J'allai à lui d'abord, sans m'inquiéter du capitaine, qui était un énorme Américain, à tête de pirate, avec une longue barbe épaisse comme le goémon. J'entrais là comme en pays conquis, et les convenances m'importaient peu.

«C'est vous, Goulven Kermadec?»

Et déjà je m'avançais en lui tendant la main, tant j'en étais sûr. Mais lui blanchit sous son hâle brun, et recula. Il avait peur.

Et, par un mouvement sauvage, je le vis qui rassemblait ses poings, raidissait ses muscles, comme pour résister quand même, dans une lutte désespérée.

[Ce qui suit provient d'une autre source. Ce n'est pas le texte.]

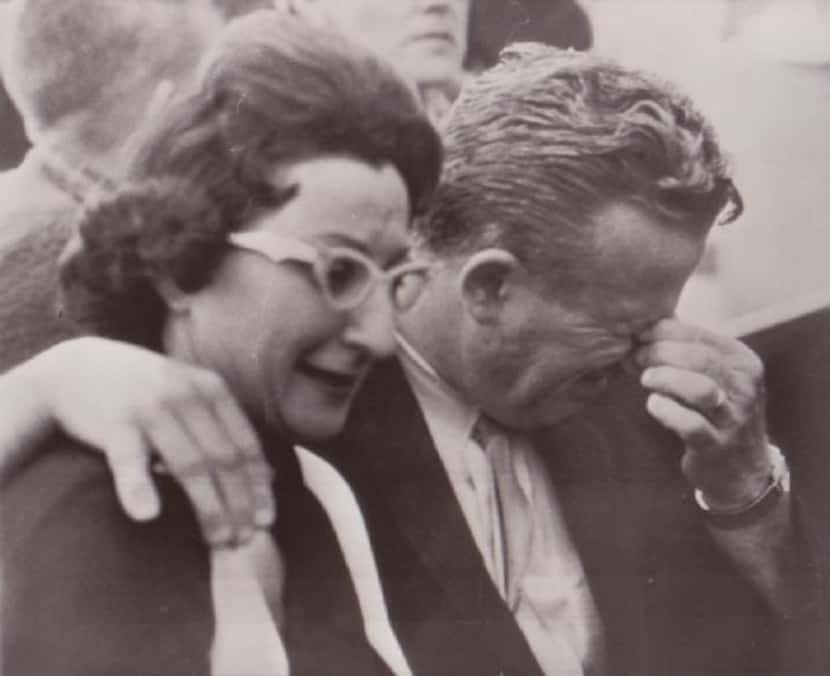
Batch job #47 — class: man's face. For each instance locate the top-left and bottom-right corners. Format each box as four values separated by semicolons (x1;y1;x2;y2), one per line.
318;0;471;95
464;202;705;429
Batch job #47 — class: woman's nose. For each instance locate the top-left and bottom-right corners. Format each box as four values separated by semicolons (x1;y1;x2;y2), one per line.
343;284;395;359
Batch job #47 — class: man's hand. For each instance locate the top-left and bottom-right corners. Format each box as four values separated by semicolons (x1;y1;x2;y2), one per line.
636;319;772;510
21;338;275;545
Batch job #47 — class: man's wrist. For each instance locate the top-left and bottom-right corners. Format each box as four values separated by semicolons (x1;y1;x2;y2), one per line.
694;444;790;529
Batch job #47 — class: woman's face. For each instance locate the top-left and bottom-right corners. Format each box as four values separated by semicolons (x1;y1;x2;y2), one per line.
316;0;471;95
166;157;409;441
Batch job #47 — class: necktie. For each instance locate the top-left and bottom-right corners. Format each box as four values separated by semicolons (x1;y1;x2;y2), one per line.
472;416;533;611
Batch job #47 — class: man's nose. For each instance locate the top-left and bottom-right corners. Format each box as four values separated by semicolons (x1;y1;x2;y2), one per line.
343;284;395;359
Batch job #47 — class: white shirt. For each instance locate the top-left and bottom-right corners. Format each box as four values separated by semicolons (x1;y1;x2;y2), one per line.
210;447;412;676
398;336;603;676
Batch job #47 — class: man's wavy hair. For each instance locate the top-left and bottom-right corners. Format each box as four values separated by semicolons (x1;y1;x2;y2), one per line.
61;11;441;349
415;43;742;282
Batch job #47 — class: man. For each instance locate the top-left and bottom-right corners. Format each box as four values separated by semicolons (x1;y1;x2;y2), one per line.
0;0;222;371
0;46;822;676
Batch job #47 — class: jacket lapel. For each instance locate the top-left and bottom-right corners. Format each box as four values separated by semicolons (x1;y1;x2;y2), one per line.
537;386;667;676
337;361;541;675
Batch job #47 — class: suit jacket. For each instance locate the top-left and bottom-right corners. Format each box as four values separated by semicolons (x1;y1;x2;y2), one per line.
0;436;390;676
0;153;85;373
329;361;823;676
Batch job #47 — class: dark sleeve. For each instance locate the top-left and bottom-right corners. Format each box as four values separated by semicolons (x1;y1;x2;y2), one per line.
0;442;213;676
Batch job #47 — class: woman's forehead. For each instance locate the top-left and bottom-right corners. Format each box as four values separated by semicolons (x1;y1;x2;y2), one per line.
251;156;409;252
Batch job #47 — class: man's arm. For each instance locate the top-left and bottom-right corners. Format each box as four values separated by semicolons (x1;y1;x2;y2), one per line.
637;319;814;618
0;338;275;544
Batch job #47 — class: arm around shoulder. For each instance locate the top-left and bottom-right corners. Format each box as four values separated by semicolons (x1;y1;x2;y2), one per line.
0;435;213;676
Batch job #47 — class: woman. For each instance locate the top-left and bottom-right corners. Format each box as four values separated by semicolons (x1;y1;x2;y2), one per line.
2;12;441;676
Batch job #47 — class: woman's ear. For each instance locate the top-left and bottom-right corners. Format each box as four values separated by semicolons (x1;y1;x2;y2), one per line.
155;277;192;314
459;248;518;324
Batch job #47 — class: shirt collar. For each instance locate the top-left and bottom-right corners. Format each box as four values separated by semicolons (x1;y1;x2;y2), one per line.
395;332;481;441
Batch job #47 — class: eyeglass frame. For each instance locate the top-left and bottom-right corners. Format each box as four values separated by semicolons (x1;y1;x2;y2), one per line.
226;230;433;312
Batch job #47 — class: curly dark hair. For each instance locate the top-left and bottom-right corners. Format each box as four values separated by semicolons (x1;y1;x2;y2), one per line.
61;11;442;349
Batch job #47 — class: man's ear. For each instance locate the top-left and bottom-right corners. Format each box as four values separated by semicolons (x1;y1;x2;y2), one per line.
155;277;193;314
459;248;518;324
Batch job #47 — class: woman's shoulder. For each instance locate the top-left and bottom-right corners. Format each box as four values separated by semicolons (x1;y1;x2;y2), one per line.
0;435;213;676
0;434;206;556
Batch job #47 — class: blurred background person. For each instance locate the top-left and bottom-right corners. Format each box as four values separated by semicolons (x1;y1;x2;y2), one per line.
0;0;222;371
275;0;591;121
0;0;29;172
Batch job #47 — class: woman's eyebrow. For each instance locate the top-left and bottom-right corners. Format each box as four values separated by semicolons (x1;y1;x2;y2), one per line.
317;232;371;255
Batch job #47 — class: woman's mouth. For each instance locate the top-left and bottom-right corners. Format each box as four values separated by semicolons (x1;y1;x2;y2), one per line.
299;362;364;393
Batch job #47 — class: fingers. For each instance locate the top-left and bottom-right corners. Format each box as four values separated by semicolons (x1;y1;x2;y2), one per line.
142;410;236;546
193;374;276;528
646;394;717;450
639;318;736;349
640;366;727;417
104;426;161;521
635;319;769;504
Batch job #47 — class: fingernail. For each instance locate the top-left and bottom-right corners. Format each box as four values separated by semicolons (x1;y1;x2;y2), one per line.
254;507;277;528
130;486;161;521
208;526;233;547
236;526;254;545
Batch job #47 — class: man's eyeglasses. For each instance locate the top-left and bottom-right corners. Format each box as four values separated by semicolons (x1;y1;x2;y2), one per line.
228;230;430;312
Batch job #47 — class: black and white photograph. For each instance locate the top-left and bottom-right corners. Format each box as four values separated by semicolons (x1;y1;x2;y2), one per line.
0;0;830;676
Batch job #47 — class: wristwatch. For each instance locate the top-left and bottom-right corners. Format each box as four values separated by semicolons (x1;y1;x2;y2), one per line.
695;444;790;530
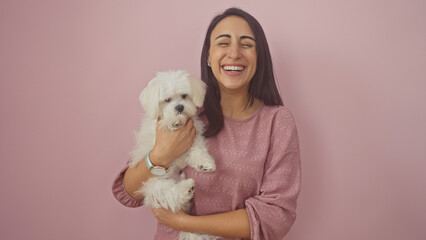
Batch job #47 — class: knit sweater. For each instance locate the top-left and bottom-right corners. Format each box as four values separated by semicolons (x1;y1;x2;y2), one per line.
113;105;301;240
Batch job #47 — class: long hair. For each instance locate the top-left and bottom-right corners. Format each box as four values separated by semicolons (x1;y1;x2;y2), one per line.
201;8;283;137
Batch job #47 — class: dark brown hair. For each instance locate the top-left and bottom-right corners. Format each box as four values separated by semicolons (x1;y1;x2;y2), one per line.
201;8;283;137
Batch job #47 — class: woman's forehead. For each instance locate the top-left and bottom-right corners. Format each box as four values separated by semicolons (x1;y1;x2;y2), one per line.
210;16;254;40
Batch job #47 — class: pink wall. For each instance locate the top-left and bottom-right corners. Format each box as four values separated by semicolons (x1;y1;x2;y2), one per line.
0;0;426;240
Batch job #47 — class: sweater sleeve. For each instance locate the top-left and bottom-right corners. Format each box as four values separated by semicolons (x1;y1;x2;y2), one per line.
245;109;301;240
112;166;143;208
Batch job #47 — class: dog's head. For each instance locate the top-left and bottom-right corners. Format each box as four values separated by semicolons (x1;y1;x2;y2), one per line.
139;70;206;130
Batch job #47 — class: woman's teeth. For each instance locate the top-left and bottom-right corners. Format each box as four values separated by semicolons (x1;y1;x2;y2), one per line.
223;66;244;71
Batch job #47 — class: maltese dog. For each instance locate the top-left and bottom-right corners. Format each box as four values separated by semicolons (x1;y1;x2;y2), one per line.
129;70;216;240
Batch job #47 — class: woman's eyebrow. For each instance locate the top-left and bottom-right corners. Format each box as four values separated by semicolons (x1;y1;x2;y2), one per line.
240;35;256;42
214;34;256;42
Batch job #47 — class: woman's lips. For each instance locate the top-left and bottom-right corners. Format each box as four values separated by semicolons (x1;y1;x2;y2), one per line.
222;64;245;75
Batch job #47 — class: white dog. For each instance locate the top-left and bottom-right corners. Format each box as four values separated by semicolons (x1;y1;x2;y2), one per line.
129;70;216;240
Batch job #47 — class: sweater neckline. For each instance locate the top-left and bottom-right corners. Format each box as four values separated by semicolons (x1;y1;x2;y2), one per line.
223;102;265;122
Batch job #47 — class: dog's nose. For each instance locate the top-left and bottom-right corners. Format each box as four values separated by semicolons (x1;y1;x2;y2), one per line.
175;104;183;113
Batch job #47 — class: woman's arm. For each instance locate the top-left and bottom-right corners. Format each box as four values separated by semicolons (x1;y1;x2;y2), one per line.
152;208;251;238
124;118;196;199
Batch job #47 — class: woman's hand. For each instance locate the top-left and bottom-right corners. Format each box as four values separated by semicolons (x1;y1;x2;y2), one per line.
149;118;196;167
152;208;189;231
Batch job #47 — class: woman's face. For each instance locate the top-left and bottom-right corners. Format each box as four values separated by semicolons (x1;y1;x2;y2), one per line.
208;16;257;93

Pauvre Goulven! Cette surprise de m'entendre dire son nom,—et puis mon uniforme,—et les seize matelots armés qui m'accompagnaient! Il avait cru que je venais, au nom de la loi française, pour le reprendre, et il était comme Yves, s'exaspérant devant la force.

Il fallut un moment pour l'apprivoiser; et puis, quand il sut que son petit frère était devenu le mien, et qu'il était là, sur le navire de guerre, il me demanda pardon de sa peur avec ce même bon sourire que je connaissais déjà chez Yves.

L'équipage avait singulière mine. Le navire lui-même avait les allures et la tenue d'un bandit. Tout léché, éraillé par la mer, depuis trois ans qu'il errait dans les houles du Grand-Océan sans avoir touché aucune terre civilisée,—mais solide encore, et taillé pour la route. Dans ses haubans, depuis le bas jusqu'en haut, à chaque enfléchure, pendaient des fanons de baleine pareils à de longues franges noires; on eût dit qu'il avait passé sous l'eau et s'était couvert d'une chevelure d'algues.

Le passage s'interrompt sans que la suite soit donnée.